While some legal advances were made in 2025 to recognize Indigenous rights, “on the ground, the community continues to be disadvantaged,” it added.
One-sided reporting, greenwashing, scapegoating
The study identifies four dominant forms of climate disinformation circulating across Thai media and policy spaces:
– One-sided reporting, where the media “spotlights government and corporate initiatives while omitting their social and environmental harms.”
– Greenwashing, in which corporations “exaggerate or misrepresent their sustainability practices to obscure their ongoing environmentally destructive activities.”
– False climate solutions promoted as progress but which “fail to address the root causes of climate change while leaving IP communities socially and economically disadvantaged.”
– Scapegoating of IPs, where Indigenous peoples are “falsely portrayed as primary drivers of deforestation, legitimising displacement and marginalisation.”
Silenced voices, shrinking spaces
Asia Centre said climate disinformation in Thailand directly undermines the identity and survival of Indigenous communities through four main impacts: exclusion from decision-making, criminalization, forced evictions, and intimidation.
It said Indigenous Peoples’ right to Free, Prior and Informed Consent (FPIC) is often removed, “thereby negating their identities as owners and stewards of their land.”
The report noted that “the strategic misuse of ‘climate change’ laws” and the use of Strategic Lawsuits Against Public Participation, or SLAPPs, are being deployed to silence Indigenous and environmental advocates.
Conservation and development projects have also led to “deterritorialisation that severs spiritual, cultural and economic ties to ancestral lands which forms the core of IPs’ identities,” the report said, while “harassment, threats and attacks” continue to undermine their ability to resist destructive projects.
Call for rights-based climate action
To address the problem, Asia Centre urged the United Nations to “integrate climate disinformation into their human rights monitoring and climate action frameworks” and to guide Thailand in meeting its obligations.
It also called on the Thai government to “embed safeguards against climate disinformation into national climate and environmental policies, strengthen legal protections for IPs, ensure meaningful participation of IP communities in decision-making and improve transparency and accountability in environmental governance.”

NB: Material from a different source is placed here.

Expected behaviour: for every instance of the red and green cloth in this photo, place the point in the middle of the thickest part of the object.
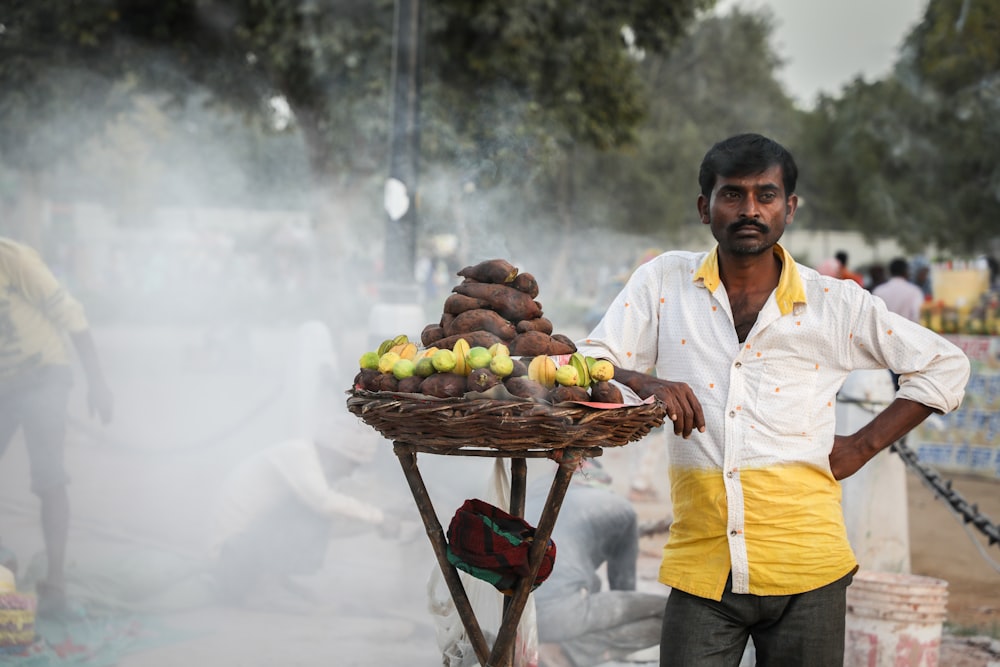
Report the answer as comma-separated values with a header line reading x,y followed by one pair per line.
x,y
493,545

Media organizations, the report added, should “prioritise constructive and investigative journalism on climate, environmental, and IP issues” and “amplify Indigenous perspectives through both national and international outlets.”
Technology companies were asked to “strengthen content moderation against climate disinformation” and to “invest in digital literacy and connectivity initiatives for rural and Indigenous communities.”
Indigenous groups, meanwhile, are encouraged to “build monitoring networks to identify and counter disinformation” and to use digital tools “to amplify their voices and safeguard knowledge.”
‘Central to effective climate action’
The Asia Centre concluded that protecting Indigenous identity is vital to Thailand’s climate response.
“Safeguarding Indigenous identities must be seen as central to effective climate action: recognising IPs not as ‘outsiders’ but as fellow Thais whose cultural knowledge and custodianship of ecosystems are indispensable in combating climate change,” the report said.
“Only by doing so,” it added, “can Thailand achieve climate policies that are sustainable and just.”